By: James Pitt  Aug. 17, 2018
The Centers for Medicare and Medicaid Services reimburses heart valve procedures based on which of six diagnosis-related groups (DRGs) they fall in. These groups are based on whether there were complications/ comorbidities (CCs) and on whether cardiac catheterization was used.
Dexur analysts examined the case mix of heart valve procedures at six large hospitals in New York State. National data is not enough to predict hospital-level trends.
Major complications/ comorbidities (MCCs) are generally more common in patients who receive cardiac catheterization than in patients who do not.

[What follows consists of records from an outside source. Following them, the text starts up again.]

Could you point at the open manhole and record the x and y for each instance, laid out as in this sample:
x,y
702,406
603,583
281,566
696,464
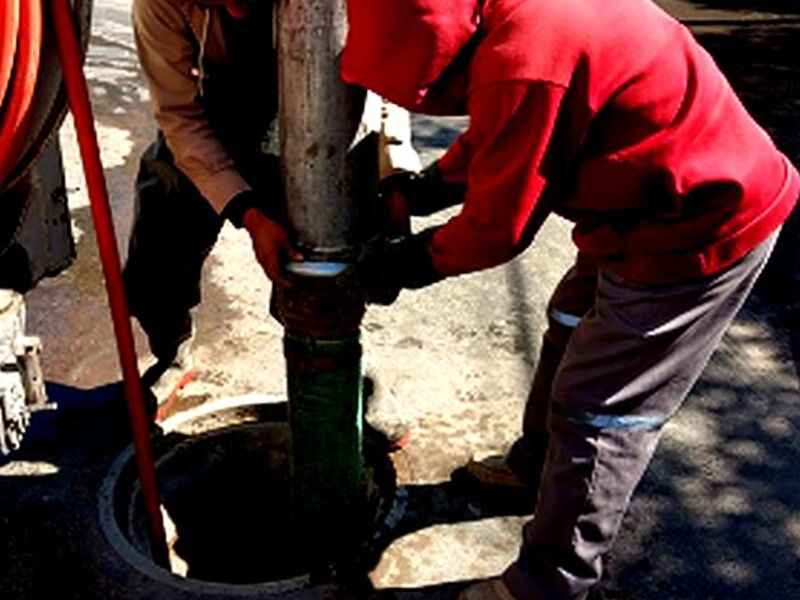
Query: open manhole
x,y
223,472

This is consistent with national trends.
This does not imply that cardiac catheterization leads to complications. It is likely that surgeons opt to catheterize more often in higher-risk patients. However, a 2010 retrospective analysis at University of Virginia found that renal failure was more common (odds ratio 5.3) in valve replacement patients with cardiac catheterization within 24 hours of their procedure than in other valve replacement patients.
Nationally, there are more valve procedures without catheterization than with catheterization. However, many individual hospitals do not conform to the national trends. Winthrop - University Hospital (Mineola, NY), Rochester General Hospital (Rochester, NY), and Stony Brook University Hospital (Stony Brook, NY) performed more valve procedures with catheterization than without.
There were 287, 253 cardiac valve procedures nationwide from Jan 2013 to Dec 2017 among Medicare-eligible inpatients.
Aortic and mitral valves are the most commonly replaced heart valves. (Tricuspid and pulmonary valve replacements are rarer). Valve replacement options include purely mechanical valves and human or animal donor tissue valves.